Cassandra Input0



Configure Cassandra Input
Cassandra Input is an input step that enables data to be read from a Cassandra column family (table) as part of an ETL transformation.

Option

Definition

Step name

The name of this step as it appears in the transformation workspace.

Cassandra host

Connection host name input field.

Cassandra port

Connection host port number input field.

Username

Input field for target keyspace and/or family (table) authentication details.

Password

Input field for target keyspace and/or family (table) authentication details.

Keyspace

Input field for the keyspace (database) name.

Use query compression

If checked, tells the step whether or not to compress the text of the CQL query before sending it to the server.

Show schema

Opens a dialog that shows metadata for the column family named in the CQL SELECT query.




CQL SELECT Query
The large text box at the bottom of the dialog enables you to enter a CQL SELECT statement to be executed. Only a single SELECT query is accepted by the step.
SELECT [FIRST N] [REVERSED] <SELECT EXPR>
FROM <COLUMN FAMILY> [USING <CONSISTENCY>] [WHERE <CLAUSE>] [LIMIT N];
Important: Cassandra Input does not support the CQL range notation, for instance name1..nameN, for specifying columns in a SELECT query.
Select queries may name columns explicitly (in a comma separated list) or use the * wildcard. If the wildcard is used then only those columns defined in the metadata for the column family in question are returned. If columns are selected explicitly, then the name of each column must be enclosed in single quotation marks. Because Cassandra is a sparse column oriented database, as is the case with HBase, it is possible for rows to contain varying numbers of columns which might or might not be defined in the metadata for the column family. The Cassandra Input step can emit columns that are not defined in the metadata for the column family in question if they are explicitly named in the SELECT clause. Cassandra Input uses type information present in the metadata for a column family. This, at a minimum, includes a default type (column validator) for the column family. If there is explicit metadata for individual columns available, then this is used for type information, otherwise the default validator is used.

Option

Definition

LIMIT

If omitted, Cassandra assumes a default limit of 10,000 rows to be returned by the query. If the query is expected to return more than 10,000 rows an explicit LIMIT clause must be added to the query.

FIRST N

Returns the first N [where N is determined by the column sorting strategy used for the column family in question] column values from each row, if the column family in question is sparse then this may result in a different N (or less) column values appearing from one row to the next. Because PDI deals with a constant number of fields between steps in a transformation, Cassandra rows that do not contain particular columns are output as rows with null field values for non-existent columns. Cassandra's default for FIRST (if omitted from the query) is 10,000 columns. If a query is expected to return more than 10,000 columns, then an explicit FIRST must be added to the query.

REVERSED

Option causes the sort order of the columns returned by Cassandra for each row to be reversed.
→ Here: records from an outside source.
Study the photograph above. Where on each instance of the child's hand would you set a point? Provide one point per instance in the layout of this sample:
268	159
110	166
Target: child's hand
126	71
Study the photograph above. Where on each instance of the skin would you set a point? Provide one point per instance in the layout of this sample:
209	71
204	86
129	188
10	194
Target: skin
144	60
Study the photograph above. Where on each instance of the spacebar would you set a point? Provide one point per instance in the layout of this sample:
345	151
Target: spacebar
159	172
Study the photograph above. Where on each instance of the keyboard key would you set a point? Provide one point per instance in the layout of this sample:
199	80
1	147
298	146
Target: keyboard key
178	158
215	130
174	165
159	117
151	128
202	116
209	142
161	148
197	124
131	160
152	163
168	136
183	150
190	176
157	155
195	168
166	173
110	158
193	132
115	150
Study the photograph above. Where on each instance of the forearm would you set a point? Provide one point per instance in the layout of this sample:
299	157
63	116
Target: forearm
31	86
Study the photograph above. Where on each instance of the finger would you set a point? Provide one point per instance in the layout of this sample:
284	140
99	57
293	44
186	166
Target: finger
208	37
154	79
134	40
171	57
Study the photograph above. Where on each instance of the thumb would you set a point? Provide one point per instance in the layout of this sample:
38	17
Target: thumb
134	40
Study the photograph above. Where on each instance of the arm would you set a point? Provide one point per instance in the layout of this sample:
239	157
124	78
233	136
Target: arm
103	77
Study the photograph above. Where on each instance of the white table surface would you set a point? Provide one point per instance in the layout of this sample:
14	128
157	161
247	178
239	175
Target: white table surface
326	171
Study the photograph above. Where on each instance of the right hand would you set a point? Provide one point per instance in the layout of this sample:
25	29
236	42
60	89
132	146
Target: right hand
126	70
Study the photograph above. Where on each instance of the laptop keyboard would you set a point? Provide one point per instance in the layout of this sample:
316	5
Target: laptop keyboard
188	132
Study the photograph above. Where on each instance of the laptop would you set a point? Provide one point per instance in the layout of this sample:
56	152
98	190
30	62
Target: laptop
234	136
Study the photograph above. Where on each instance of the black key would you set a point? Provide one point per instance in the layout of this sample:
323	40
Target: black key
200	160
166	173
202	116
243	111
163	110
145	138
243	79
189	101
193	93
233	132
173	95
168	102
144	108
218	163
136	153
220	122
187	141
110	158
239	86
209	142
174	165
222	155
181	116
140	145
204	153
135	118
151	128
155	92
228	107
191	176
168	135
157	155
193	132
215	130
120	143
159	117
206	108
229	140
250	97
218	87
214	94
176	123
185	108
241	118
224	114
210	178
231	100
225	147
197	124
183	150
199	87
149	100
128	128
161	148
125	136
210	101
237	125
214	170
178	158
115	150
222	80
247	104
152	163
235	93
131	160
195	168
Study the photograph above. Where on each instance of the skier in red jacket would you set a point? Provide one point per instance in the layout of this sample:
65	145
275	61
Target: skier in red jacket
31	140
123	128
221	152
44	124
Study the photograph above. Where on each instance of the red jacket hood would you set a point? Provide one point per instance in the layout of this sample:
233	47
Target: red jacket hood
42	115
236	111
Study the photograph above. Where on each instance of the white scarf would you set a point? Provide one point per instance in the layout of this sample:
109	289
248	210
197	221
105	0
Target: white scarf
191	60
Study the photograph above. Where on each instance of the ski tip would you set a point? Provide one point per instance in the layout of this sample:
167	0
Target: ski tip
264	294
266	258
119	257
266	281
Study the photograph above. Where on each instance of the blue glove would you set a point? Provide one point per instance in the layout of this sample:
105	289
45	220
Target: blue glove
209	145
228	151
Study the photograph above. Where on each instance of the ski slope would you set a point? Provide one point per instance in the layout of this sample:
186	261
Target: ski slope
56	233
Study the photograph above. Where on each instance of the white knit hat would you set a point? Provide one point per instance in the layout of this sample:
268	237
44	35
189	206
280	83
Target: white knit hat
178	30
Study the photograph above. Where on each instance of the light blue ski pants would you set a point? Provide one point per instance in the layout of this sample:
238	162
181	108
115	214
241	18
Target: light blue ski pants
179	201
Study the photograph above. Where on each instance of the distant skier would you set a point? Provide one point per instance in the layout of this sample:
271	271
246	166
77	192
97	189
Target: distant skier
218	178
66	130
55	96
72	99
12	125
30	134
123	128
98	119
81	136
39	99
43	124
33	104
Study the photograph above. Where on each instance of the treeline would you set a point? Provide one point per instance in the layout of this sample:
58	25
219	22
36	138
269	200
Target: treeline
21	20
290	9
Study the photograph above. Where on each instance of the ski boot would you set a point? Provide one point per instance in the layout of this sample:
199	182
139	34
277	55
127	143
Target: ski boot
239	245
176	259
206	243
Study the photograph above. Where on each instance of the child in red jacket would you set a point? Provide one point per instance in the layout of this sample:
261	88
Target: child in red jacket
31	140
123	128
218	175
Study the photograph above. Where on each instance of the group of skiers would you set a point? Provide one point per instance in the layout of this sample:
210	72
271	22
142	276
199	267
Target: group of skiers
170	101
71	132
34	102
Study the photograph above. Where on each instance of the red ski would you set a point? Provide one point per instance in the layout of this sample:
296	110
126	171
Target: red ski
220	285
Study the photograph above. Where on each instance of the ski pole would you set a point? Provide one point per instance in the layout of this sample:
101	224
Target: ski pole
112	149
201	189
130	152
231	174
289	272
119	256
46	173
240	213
This may affect which values result from a FIRST N option, but does not affect the order of the columns output by Cassandra Input.

WHERE clause

Clause provides for filtering the rows that appear in results. The clause can filter on a key name, or range of keys, and in the case of indexed columns, on column values. Key filters are specified using the KEY keyword, a relational operator (one of =, >, >=, <, and <=) and a term value.